陶芸家
石渡 磨美
兵庫県神戸市を拠点に制作
経歴
1973年 大分県佐伯市生まれ。
1979年 兵庫県神戸市へ移住。
1998年 会社勤めの傍ら陶芸と出会う。
2008–2017年 東京都武蔵野市「陶芸教室むさしの」勤務。
2011年 鎌倉「ゲストハウス亀時間」への器の提供を機に、受注生産による器制作を開始。
2016年 「工房からの風」出展。
2019年 「クラフトフェアまつもと」出展。
2019年末 神戸へ拠点を移し、六甲山の山中にて制作を続ける。
現在 全国各地のギャラリーや百貨店で個展・企画展を中心に作品を発表。
主な素材と表現:白、灰、黒錆などの色調。鎬、八角、稜花などの器形、貫入や斑のある釉薬。
作家について
石渡磨美の作品は、白、灰、黒錆などの静かな色調を基調としている。鎬文、八角、稜花など古典的な器形と、少し斑があり均一ではない釉面によって、新しく焼かれた器にも時間を経たような表情が生まれる。
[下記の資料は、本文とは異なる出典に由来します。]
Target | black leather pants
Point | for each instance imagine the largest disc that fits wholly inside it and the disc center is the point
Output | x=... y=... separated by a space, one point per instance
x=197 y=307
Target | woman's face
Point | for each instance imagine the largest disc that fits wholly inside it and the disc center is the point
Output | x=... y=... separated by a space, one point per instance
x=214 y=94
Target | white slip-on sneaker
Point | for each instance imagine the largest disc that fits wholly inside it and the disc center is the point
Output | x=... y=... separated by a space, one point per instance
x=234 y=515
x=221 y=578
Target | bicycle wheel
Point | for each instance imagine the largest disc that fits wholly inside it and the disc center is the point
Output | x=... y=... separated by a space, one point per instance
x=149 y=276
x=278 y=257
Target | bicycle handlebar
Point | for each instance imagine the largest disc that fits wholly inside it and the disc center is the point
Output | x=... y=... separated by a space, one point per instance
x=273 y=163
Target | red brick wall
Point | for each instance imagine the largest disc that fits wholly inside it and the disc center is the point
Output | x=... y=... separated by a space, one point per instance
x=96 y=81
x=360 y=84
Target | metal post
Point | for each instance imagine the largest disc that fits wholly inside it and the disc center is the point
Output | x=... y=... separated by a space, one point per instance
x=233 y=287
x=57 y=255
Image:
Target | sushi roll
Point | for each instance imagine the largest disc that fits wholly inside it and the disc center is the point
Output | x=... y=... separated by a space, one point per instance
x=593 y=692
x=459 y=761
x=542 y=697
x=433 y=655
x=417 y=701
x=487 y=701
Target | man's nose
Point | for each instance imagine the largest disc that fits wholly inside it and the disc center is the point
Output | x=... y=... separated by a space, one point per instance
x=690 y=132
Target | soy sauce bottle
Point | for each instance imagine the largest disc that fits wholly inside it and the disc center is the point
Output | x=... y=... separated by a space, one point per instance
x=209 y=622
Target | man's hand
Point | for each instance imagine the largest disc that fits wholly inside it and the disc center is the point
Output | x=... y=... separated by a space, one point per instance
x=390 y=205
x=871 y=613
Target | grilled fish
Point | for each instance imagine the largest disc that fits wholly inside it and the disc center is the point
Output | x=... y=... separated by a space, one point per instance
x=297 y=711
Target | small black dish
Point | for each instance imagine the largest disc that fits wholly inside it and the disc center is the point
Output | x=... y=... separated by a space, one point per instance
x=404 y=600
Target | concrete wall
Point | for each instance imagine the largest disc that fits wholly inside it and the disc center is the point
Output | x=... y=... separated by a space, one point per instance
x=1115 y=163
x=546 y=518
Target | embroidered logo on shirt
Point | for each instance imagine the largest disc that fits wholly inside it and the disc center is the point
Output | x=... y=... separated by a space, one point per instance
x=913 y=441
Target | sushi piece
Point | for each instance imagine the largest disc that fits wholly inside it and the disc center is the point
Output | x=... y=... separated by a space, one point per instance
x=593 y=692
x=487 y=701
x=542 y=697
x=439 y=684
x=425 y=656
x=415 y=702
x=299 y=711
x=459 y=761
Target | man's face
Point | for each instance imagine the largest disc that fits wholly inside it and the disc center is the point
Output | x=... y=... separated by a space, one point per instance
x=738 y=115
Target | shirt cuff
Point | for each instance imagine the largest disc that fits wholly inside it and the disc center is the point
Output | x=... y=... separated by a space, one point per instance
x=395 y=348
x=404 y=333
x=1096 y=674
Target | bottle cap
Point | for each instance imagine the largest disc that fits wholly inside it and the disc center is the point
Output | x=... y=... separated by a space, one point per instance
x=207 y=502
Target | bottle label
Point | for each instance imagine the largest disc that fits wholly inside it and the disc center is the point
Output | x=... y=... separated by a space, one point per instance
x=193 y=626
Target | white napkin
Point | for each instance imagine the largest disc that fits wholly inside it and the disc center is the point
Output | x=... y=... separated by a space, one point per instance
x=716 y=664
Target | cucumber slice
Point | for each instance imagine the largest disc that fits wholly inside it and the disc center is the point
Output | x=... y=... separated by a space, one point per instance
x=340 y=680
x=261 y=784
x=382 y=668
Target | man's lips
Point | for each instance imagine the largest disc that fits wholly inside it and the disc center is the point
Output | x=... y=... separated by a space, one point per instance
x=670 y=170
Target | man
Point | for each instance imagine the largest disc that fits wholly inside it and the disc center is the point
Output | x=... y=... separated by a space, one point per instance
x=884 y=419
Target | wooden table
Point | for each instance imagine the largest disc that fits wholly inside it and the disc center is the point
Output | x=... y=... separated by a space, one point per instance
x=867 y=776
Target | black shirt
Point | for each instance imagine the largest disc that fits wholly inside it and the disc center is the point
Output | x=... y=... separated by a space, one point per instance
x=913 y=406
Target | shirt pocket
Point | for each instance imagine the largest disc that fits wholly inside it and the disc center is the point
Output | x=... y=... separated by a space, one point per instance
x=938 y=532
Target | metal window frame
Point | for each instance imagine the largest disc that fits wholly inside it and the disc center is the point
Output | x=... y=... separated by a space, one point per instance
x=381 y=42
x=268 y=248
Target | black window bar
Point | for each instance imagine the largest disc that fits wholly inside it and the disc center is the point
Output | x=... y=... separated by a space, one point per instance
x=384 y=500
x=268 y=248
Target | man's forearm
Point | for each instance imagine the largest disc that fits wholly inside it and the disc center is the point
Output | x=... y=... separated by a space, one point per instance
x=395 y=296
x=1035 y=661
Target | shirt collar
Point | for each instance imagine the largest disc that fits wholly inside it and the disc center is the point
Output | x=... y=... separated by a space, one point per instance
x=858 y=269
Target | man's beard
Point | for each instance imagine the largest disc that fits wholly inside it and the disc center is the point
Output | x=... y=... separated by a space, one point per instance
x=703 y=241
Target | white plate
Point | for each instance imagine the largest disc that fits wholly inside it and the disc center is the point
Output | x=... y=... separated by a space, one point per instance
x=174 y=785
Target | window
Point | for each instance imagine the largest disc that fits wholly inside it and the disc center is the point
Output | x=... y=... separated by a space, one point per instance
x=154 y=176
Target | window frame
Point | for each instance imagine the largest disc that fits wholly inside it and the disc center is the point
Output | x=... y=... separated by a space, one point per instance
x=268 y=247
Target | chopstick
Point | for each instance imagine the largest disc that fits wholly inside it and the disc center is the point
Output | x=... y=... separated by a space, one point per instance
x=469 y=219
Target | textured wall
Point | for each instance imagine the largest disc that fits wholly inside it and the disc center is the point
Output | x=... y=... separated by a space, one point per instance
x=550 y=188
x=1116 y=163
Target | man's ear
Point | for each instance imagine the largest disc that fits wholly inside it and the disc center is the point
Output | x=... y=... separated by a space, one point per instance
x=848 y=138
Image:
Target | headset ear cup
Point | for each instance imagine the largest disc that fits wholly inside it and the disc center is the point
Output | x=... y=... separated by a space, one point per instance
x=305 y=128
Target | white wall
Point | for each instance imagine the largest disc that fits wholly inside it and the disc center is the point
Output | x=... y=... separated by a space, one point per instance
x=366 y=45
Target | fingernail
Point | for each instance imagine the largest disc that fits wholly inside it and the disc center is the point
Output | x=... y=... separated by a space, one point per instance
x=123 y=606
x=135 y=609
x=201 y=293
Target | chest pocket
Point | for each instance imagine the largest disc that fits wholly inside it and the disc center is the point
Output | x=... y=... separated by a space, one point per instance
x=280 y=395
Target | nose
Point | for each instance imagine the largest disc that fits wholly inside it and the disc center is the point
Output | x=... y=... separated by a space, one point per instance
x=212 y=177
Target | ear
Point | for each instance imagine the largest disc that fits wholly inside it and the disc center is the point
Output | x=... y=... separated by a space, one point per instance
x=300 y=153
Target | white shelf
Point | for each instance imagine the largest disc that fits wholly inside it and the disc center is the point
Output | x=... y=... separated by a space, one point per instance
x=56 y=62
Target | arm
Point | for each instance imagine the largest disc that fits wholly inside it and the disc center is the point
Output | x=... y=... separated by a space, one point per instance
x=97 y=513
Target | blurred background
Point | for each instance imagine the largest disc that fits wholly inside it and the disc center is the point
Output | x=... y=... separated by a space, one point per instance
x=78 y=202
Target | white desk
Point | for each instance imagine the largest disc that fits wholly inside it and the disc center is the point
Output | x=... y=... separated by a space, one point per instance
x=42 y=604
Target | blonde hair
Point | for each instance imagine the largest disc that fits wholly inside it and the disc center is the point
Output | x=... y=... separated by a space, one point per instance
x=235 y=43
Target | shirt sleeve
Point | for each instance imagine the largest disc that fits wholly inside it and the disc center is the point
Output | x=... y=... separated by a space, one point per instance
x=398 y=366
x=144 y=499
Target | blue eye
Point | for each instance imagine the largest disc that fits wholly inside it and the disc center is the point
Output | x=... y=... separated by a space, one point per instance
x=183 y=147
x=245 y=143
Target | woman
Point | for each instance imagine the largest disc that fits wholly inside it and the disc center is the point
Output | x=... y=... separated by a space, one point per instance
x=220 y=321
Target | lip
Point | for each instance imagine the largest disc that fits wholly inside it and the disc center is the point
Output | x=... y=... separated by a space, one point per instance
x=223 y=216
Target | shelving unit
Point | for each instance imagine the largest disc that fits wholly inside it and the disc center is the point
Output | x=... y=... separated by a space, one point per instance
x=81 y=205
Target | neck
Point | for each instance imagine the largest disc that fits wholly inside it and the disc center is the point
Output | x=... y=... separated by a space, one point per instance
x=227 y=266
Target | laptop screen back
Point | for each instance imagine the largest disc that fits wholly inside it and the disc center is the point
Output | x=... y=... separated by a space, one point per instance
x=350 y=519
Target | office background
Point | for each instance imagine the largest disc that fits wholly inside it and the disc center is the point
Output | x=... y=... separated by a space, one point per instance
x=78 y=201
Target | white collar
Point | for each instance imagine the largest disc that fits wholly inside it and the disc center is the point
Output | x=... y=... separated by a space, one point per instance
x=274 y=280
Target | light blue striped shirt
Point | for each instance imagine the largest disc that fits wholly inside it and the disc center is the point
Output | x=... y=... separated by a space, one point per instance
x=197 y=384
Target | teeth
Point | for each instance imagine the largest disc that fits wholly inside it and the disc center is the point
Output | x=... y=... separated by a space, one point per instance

石渡は焼成を器物の終点とは考えていない。白釉の貫入は使うほどに少しずつ現れ、黒錆の表面もまた、時間とともに穏やかな艶を帯びていく。
日常の食器に加え、直火やオーブンで使える耐熱の器も作り続けている。料理、盛り付け、食事の時間が、器を介して自然につながっていく。
彼女の器は、いつまでも新品のままであることを目指していない。使うたびに暮らしの跡を重ね、やがて使い手自身の器になっていく。